One particular fragment was most interesting not because it was a meteorite but rather because it was not a “meateorite” (this author’s choice of spelling). Its thought a coyote was disappointed the stone was not a sharp-tailed grouse or other tasty beast. In disgust after sneaking up on the rock, the canine defecated on the fragment. That story reminds me of the dog that urinated on a piece of Lost City before it was recovered. Perhaps there is a new collecting genre for such localities similar to “Hammer Stones.” If such a category is opened, may I suggest the name “Meteortoilite.”
Three followup searches were made, one each in June, July, and August of the same year.

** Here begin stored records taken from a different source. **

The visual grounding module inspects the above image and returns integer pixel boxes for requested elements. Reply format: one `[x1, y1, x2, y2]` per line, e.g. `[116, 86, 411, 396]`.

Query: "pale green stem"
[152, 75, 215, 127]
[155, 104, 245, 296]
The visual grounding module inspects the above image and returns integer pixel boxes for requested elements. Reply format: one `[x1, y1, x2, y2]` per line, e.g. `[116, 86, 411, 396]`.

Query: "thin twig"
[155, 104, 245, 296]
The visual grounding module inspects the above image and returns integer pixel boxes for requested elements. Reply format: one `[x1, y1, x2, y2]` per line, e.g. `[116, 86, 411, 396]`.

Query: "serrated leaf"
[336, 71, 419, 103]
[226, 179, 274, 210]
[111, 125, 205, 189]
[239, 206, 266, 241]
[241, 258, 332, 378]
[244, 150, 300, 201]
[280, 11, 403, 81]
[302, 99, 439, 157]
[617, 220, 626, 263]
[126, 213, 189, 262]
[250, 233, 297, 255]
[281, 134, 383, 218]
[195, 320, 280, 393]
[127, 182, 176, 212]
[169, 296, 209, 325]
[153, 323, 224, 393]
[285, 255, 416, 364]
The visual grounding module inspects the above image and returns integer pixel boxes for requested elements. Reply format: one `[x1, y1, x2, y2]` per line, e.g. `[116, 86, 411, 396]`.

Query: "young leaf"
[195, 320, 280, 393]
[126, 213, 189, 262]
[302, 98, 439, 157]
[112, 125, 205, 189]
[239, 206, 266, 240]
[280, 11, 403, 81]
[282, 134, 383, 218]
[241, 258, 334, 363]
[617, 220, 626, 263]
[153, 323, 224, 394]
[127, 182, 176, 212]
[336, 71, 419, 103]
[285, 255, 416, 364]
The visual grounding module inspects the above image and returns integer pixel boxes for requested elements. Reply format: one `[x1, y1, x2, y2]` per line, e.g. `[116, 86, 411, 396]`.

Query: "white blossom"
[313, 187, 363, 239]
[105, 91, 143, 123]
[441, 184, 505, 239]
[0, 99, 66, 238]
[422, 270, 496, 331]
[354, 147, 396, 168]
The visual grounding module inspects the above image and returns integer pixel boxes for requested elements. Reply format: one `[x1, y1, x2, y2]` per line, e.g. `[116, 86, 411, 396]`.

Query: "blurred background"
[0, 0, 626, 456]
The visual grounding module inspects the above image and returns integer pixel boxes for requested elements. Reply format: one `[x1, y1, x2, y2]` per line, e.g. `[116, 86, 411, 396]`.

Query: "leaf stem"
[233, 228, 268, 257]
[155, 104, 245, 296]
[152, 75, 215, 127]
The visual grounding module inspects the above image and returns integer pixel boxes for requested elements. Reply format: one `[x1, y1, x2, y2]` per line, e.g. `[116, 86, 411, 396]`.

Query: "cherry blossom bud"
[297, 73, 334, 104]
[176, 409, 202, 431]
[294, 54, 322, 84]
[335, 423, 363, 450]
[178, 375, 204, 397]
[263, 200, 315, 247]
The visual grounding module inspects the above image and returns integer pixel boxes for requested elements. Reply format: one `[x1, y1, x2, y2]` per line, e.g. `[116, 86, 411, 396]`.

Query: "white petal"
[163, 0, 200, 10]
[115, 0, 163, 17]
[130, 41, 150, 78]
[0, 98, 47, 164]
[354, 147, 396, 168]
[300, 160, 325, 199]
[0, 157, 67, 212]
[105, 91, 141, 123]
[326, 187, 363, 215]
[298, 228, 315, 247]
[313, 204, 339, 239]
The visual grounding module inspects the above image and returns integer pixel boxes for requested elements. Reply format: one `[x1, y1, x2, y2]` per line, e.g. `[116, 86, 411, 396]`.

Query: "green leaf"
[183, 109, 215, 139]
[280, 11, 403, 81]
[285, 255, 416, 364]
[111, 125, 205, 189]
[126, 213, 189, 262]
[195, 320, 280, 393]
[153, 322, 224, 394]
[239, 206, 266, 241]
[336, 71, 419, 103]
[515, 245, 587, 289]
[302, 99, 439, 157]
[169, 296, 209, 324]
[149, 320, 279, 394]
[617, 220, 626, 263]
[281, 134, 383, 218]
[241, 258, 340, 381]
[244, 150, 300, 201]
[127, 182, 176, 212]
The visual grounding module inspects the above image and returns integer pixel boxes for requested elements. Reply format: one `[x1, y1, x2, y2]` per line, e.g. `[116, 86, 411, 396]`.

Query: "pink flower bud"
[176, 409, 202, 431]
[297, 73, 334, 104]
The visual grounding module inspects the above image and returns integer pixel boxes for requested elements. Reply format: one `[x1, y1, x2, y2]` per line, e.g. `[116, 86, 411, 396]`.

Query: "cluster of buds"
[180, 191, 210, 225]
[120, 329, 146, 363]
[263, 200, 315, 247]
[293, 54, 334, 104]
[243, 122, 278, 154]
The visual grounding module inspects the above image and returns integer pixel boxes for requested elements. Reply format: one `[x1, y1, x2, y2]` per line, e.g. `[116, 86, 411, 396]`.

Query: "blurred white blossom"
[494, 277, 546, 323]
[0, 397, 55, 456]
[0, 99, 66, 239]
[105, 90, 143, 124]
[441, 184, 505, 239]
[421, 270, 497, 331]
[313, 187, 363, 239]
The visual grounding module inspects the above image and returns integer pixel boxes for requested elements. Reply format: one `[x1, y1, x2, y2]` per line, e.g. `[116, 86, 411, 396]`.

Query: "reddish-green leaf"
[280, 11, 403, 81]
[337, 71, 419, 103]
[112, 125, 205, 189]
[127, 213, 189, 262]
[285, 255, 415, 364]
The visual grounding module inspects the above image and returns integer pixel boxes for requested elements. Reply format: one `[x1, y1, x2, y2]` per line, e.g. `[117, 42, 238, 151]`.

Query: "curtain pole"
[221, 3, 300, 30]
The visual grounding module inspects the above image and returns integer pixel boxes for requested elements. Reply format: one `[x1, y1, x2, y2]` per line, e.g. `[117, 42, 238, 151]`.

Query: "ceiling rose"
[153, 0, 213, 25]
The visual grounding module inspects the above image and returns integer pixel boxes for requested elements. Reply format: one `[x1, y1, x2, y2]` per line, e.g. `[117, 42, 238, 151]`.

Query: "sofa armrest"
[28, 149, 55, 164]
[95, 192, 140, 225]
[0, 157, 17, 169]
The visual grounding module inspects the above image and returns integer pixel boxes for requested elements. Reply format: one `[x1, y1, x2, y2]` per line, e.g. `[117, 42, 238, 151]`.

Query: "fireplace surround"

Folinsbee and Bayrock outlined two facts about the functional search for Peace River meteorite specimens including:
-Its possible to accurately “Pinpoint” a fall area even when the closest witness is 20 miles away.
-A systematic reporting system is necessary to collect the diversity of witness information. Also use the media and “on-the-spot education in meteoritics.” (in the article Nininger was given a nod for that tip)
In the end, R. E. Folinsbee reported to the Meteoritical Bulletin (No. 27, July 1963) about the Peace River meteorite fall with a total weight of recovered specimens of 45.76kg. Although the above fall information is clearly listed in the Meteoritical Bulletin Database, the official Peace River entry lists a total known weight of only 8kg.
Robert Folinsbee died in 2008, but his rich scientific career lives on as does his memory with asteroid (187679) Folinsbee named in his honor.
Like all witnessed meteorite falls Peace River is filled with excitement and chase. But dare I call Peace River historic? Well, considering that it fell in the year I was born, I’d say Peace River, while a wonderful and highly collectable L6 chondrite with a rich documented history, it is far from historical.